Is endurance the ability to ride for 5 hours at 19 mph? Is endurance the ability to follow the 43rd attack in the bike race? Is endurance the ability to ride 8 match sprints in a day? What do you think?

I would suggest that endurance is all three.  

Riding all day at a moderate tempo I define as base endurance. Without your base endurance, any hard work you do will over-tax you very easily. Base endurance is the type of training everyone loves.. In fact, everyone loves it too much. At one point in time it became an entire training regime. It used to be know as LSD. (Long Slow Distance) This is the work that lays the base in December, January and February. Miles, miles and more miles.
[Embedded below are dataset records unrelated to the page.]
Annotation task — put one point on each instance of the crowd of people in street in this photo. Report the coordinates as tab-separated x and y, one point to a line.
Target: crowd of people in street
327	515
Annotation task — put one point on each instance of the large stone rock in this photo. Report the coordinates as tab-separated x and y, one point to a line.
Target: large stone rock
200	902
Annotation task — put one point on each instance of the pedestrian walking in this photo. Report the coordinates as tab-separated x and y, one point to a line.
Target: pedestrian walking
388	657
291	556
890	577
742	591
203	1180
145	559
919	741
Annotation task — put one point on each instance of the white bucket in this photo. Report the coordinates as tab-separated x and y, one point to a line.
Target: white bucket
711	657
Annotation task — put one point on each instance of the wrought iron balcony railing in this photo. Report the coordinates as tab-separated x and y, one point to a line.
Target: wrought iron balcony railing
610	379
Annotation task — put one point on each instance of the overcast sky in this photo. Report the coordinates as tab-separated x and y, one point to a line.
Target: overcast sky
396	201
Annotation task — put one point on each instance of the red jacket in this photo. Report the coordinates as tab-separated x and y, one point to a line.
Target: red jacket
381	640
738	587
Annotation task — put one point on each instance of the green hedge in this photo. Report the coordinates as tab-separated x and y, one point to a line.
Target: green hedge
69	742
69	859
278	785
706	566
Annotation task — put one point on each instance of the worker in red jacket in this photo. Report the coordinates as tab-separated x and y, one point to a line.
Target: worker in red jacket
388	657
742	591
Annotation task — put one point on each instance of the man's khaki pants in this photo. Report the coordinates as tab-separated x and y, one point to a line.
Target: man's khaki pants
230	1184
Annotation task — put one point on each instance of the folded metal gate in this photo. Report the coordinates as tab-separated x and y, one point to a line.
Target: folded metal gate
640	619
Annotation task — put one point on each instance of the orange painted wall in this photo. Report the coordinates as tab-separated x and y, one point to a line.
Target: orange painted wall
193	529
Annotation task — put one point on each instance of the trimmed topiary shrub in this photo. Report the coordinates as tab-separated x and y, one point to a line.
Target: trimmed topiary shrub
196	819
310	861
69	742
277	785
This time of the year those long miles at low intensity with friends are the basis for the rest of the year. The local hammerfest is not appropriate here. If your training partners get a warm day and decide it is big chainring time...wave bye-bye...let them go up the road while you continue your ride.

Having the endurance to do repeated efforts in the criterium, circuit race or points race is developed by doing interval training. Intervals are simply putting the body under a high load for a period of time, unloading for less-than-complete recovery, and repeating until performance falls off more than 10%. That is an interval set. Intervals can be done on the track, road, trainer or rollers. For most riders, interval training should not commence before the last week or two in February. Please keep in mind that intervals are brutally hard training if done at the proper intensity and a ridiculous waste of time if done at a lesser intensity. Never do more than 3 interval sessions a week, and never do more than 3 weeks in a row without a recovery week. Intervals can be stacked up in a more intensive manner, but should only be done so under the guidance of a trusted coach. Remember to be very careful to recover fully every 2-3 days. It is very easy to dig yourself into a very deep hole by doing interval work.

The third type of endurance is the one almost no one but track sprinters ever work on. It is the ability to perform at very high levels multiple times in a period of 2-4 hours. Of course it’s obvious why sprinters need that kind of ability, but why the local criterium rider? Wouldn’t it be nice to win two primes and the field sprint, rather than have to decide which one to go after? You can if you will do workouts that emphasize power and speed efforts of :30 to 1:30 with full recovery between efforts. Most people think full recovery means they are not really training. Full recovery means you are training the body to fully recover quicker. Full recovery means that you are doing efforts at 100%, not the 95-98% you use for intervals. Believe it or not, that 3-5% is the difference between getting faster or not and being able to repeat the fast efforts throughout a race or race meet.

So, three types of endurance. You need all three, You need to train all three. You will be a better bike racer for it.